Chen J, Chen JK, Harris RC - Kidney Int. (2012)

Bottom Line: To determine the role of epidermal growth factor receptor (EGFR) activation in renal functional and structural recovery from acute kidney injury (AKI), we generated mice with a specific EGFR deletion in the renal proximal tubule (EGFR(ptKO)).Additionally, renal cell proliferation was delayed due to decreased ERK and Akt signaling.Thus, our studies provide both genetic and pharmacologic evidence that proximal tubule EGFR activation plays an important role in the recovery phase after acute kidney injury.

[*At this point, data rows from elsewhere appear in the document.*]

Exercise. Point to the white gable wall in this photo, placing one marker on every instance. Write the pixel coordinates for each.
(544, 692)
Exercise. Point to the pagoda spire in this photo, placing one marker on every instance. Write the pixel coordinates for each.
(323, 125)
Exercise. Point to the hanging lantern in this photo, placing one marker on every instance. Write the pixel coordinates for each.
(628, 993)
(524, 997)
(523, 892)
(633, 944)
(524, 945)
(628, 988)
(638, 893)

View Article: PubMed Central - PubMed

Affiliation: Department of Medicine, Vanderbilt University School of Medicine, Nashville, Tennessee 37232, USA. ray.harris@vanderbilt.edu

ABSTRACT
To determine the role of epidermal growth factor receptor (EGFR) activation in renal functional and structural recovery from acute kidney injury (AKI), we generated mice with a specific EGFR deletion in the renal proximal tubule (EGFR(ptKO)). Ischemia-reperfusion injury markedly activated EGFR in control littermate mice; however, this was inhibited in either the knockout or wild-type mice given erlotinib, a specific EGFR tyrosine kinase inhibitor. Blood urea nitrogen and serum creatinine increased to a comparable level in EGFR(ptKO) and control mice 24 h after reperfusion, but the subsequent rate of renal function recovery was markedly slowed in the knockout mice. Twenty-four hours after reperfusion, both the knockout and the inhibitor-treated mice had a similar degree of histologic renal injury as control mice, but at day 6 there was minimal evidence of injury in the control mice while both EGFR(ptKO) and erlotinib-treated mice still had persistent proximal tubule dilation, epithelial simplification, and cast formation. Additionally, renal cell proliferation was delayed due to decreased ERK and Akt signaling. Thus, our studies provide both genetic and pharmacologic evidence that proximal tubule EGFR activation plays an important role in the recovery phase after acute kidney injury.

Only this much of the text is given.